Lion's Den, Part II...the plot thickens!

     NOTE: If you have not read my previous post "Live From the Lion's Den", I would suggest doing so before reading this one.  It offers more background.   

     On Monday, I went into work, as prayed up as I could be.  As always, as soon as I got on campus, my spirit felt heavy, oppressed.  No sooner had I walked in than I was summoned to the office.  The director had some very negative feedback for me.  In fact, she repeated something someone else had said that later turned out to be a lie (the director wasn't lying, the person who talked to her was lying).  These were fiery darts from the enemy.

     I have been involved in teaching for many years (since the 90's), and have had almost all good reviews and feedback.  By God's grace, I even won awards during my time at the YMCA.  This is all the Lord.  However, it has also made me very skeptical of the criticism I've been getting at this job here.  I don't think I'm above the need for direction.  But  being told several times a day that the students and parents complain about me and dislike me when I've had positive relationships with all of them makes me doubtful.

     Anyway, the director said I was on the verge of being fired, and that she didn't expect me to improve.  Talk about discouraging.  My best hasn't been good enough, and it's very frustrating.  But, she said, I had a chance.  I was put to work with another teacher.  Feeling very fainthearted, I went to the classroom.  The woman I was to teach with wasted no time in putting me in my place.  The last few days have been a blur of criticism.  She would ask me to do such and such a thing, then yell at me to do the opposite.  If I did something exactly as she asked, she would then add a qualifier to make it so that I didn't technically do it correctly.  She even got after me for doing things she, herself, does.

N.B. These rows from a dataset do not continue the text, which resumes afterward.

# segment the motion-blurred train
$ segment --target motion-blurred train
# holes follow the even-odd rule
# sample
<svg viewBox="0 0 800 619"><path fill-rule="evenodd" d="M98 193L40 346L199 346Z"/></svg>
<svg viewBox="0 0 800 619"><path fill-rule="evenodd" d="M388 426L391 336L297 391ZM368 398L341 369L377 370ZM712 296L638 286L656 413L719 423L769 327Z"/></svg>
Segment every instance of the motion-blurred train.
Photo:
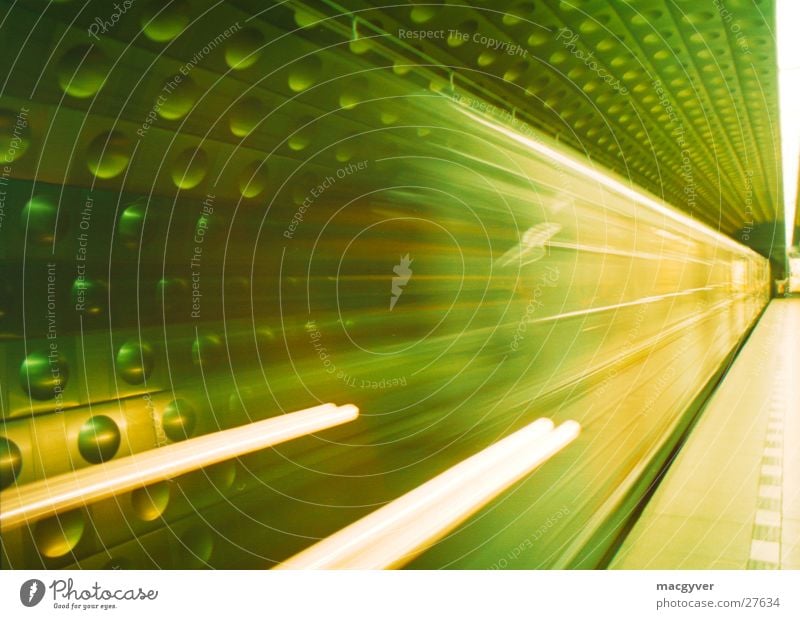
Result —
<svg viewBox="0 0 800 619"><path fill-rule="evenodd" d="M4 96L29 127L0 230L0 501L360 410L7 527L4 568L268 568L540 417L581 434L408 566L597 567L680 444L767 261L444 76L328 45L251 81L230 45L163 104L180 48L137 47L150 68L102 97L64 102L58 66Z"/></svg>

Some of the weird things she was throwing at me made me very uncomfortable.  I told some students that if they showed me they were ready, we would go outside.  This woman referred to this as "threatening" the children.  That scared me, to be honest.  If she was going to report on me that I "threatened" children, that could get me fired right there.  Finally, today, I felt deep in my spirit that I needed to go.  I prayed about it all day.  I ended up working the whole day, and even considered putting it off a day, just to earn a little more money.  And even the idea of working two more weeks after giving notice made me feel depressed.  I just couldn't abide in this...and God felt the same way!

     When my shift was up, I went to the second-in-command there (who is much kinder than the director) and told her I was putting in my two weeks.  Imagine my blessed surprise when I was received kindly, and also told that I would be paid for two weeks, but didn't have to return to work!  I'm done!  I'm free!

     I need to heal up from the last two-and-a-half months there.  But I will heal.  God is on my side.  I'm not even mad at anyone at this job I left.  I'm happy to be delivered from the fiery furnace.  We have some finances for the time being, though will eventually need income.  We are uncertain as to the future for Walter in the grad program he is in.  We really need God's guidance and intervention.  We are planning to go away tomorrow or Friday and just pray, spending the day with the Lord.  We know He'll come through.

     We're living by faith, not by sight.  Please join us in prayer.
   

1 comment:

  1. Yield not to temptation. Joy comes from following Him, not conforming to the world, and you have chosen the good way. God will supply. Enjoy your time wih Walter and rest in the Lord. He has never abandoned those wjo put their trust in Him.